After the danger had dissipated, my friend pointed out a time honored tradition of tragedy plus time equaling comedy. It was his little way of justifying the incredible amount of laughter he hurled my way. I would've retorted, but was too busy bleeding out the mouth. Making matters worse was the fact that I refused to tell my mother what had happened - this seemed like the sort of thing that'd cause her to take a bigger interest in what I did when she wasn't around. It was the type of event that'd lead to raids of my closet and foot lockers, and the reality was that I had to be one of the youngest kids to ever steal porn video from their family's secret hiding places. It's pretty sick to think about, but I saw Hyapatia Lee in Triangle before I knew the times tables. I couldn't risk being caught with that, so the legendary Bed Bugs Incident was forever unspoken.

The commercial featured a bunch of kids playing the game, and acting really grossed out whenever they caught a bug. Well, that's pretty defeatist. I mean, if you don't like looking at plastic bugs, there's a pretty simple solution: stop trying to catch them. The plus side? These kids are prototypes for virtually every type of child that's ever been. Here's a look at the four personalities, and what each meant to the grand scheme of things:


Joey was the kid with all the cool toys. None of the other children particularly enjoyed his company, but they suffered through his horse lips and various atrocities because his parents always supplied the best video games. All of the other kids made fun of him behind his back, but Joey never noticed because he was too engulfed in the personal miseries that came along with looking in the mirror.

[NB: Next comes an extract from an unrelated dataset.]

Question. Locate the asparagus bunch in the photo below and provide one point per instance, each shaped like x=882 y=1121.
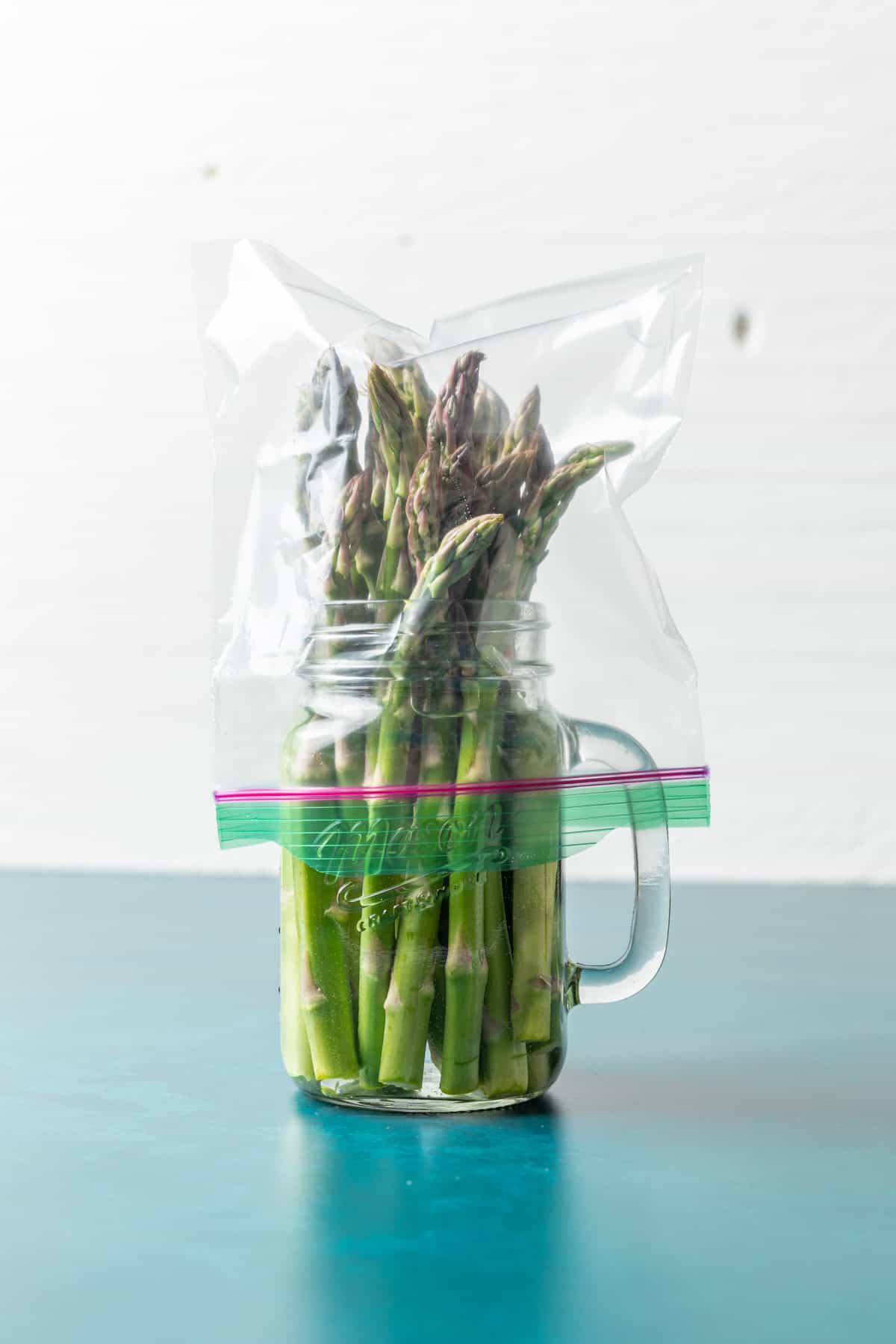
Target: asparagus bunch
x=457 y=502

Angela, the cool girl, was favored by most boys because she preferred baseball to Barbie dolls. She knew everyone had a crush on her, and she used it to her advantage by asking all the boys to 'borrow' their cool toys. She was a tomboy at heart - a girl who enjoyed the more masculine side of things - but she cleverly disguised herself as a girly girl so nobody would be the wiser. Then, when she got home and nobody was watching - she took big stinking shits while spitting tobacco at the bathroom wall.


Jake ruled the roost - the most popular kid in class. Jake likes to use Joey for his toys, but he insults him every last chance he gets and goes out of his way to break anything he deems Joey unworthy of owning. Joey never complains about it because he likes having friends, but in his secret diary where he makes note of things to do when he turns 30, beheading Jake tops the list.

Betsy's mother is friends with Angela's mother, and a long time ago they made a pact to make sure their kids always remained close. It sucked for Angela, but for a loser like Betsy, this couldn't have been a sweeter deal. A chick with no redeemable qualities whatsoever and whose teeth are the size and general shape of stalagmites doesn't really scream for positive attention, but that's neither here nor there. The other kids tolerate her as best they can, because she's a tattle tale and nobody thinks she's worth getting punished over. Betsy would go on to garner some fame later in life by being the only girl in high school who carried a lunch box.


The thing that really made me want Bed Bugs was the crazy lunatic in the commercial. I always thought he was the same guy from those Dunkin Donuts ads - you know, the one who has to get up really early to make donuts? I found it amusing that he couldn't even get a few hours rest. I probably needed more things to do when I was a kid. Maybe my parents should've enrolled me into Little League after all. I'm not sure if they still make the Bed Bugs game today, but if they do, I've got one piece of advice for you: don't eat them.